The **Bellman-Ford algorithm** is an extension of Dijkstra’s algorithm which calculates the briefest separation from the source highlight the entirety of the vertices. While Dijkstra’s algorithm simply works for edges with positive distances, Bellman Ford’s algorithm works for negative distances also.

It is like Dijkstra’s algorithm yet it can work with graphs in which edges can have negative weights.

## Why would one ever have edges with negative weights in real life?

Negative weight edges may appear to be futile from the start yet they can clarify a ton of phenomena like cashflow, the warmth released/absorbed in a chemical reaction, and so forth

For example, if there are various approaches to reach starting with one chemical A then onto the next chemical B, every strategy will have sub-reactions including both warmth dissipation and absorption.

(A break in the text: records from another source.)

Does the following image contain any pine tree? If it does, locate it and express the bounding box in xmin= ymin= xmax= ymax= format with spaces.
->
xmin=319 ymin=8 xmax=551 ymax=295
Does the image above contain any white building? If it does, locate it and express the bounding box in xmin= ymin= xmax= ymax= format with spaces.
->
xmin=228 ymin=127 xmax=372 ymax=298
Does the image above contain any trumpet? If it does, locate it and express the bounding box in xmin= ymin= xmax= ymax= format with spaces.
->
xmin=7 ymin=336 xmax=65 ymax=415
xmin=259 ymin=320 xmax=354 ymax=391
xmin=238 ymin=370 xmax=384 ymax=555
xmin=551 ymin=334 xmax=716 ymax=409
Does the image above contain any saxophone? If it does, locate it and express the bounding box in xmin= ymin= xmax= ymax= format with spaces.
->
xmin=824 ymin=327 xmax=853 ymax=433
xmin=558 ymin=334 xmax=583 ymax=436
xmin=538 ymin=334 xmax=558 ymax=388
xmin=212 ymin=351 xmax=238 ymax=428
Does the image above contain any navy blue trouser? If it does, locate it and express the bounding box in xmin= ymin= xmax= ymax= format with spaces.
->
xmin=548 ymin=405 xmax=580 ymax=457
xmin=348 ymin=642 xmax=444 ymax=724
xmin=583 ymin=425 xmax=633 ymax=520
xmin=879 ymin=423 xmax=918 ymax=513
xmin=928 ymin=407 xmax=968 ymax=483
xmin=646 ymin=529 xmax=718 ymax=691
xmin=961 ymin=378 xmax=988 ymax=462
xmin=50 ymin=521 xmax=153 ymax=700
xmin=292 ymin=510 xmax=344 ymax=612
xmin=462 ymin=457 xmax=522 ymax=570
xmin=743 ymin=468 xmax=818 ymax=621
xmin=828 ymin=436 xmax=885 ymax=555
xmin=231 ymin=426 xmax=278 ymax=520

On the off chance that we need to locate the arrangement of responses where the least energy is required, at that point we should have the option to factor in the warmth absorption as negative weights and warmth dissipation as positive weights.

## Why do we need to be careful with negative weights?

Negative weight edges can create negative weight cycles for example a cycle that will diminish the complete way distance by returning to a similar point.

Most brief way algorithms like Dijkstra’s Algorithm that can’t recognize such a cycle can give a mistaken outcome since they can experience a negative weight cycle and reduce the way length.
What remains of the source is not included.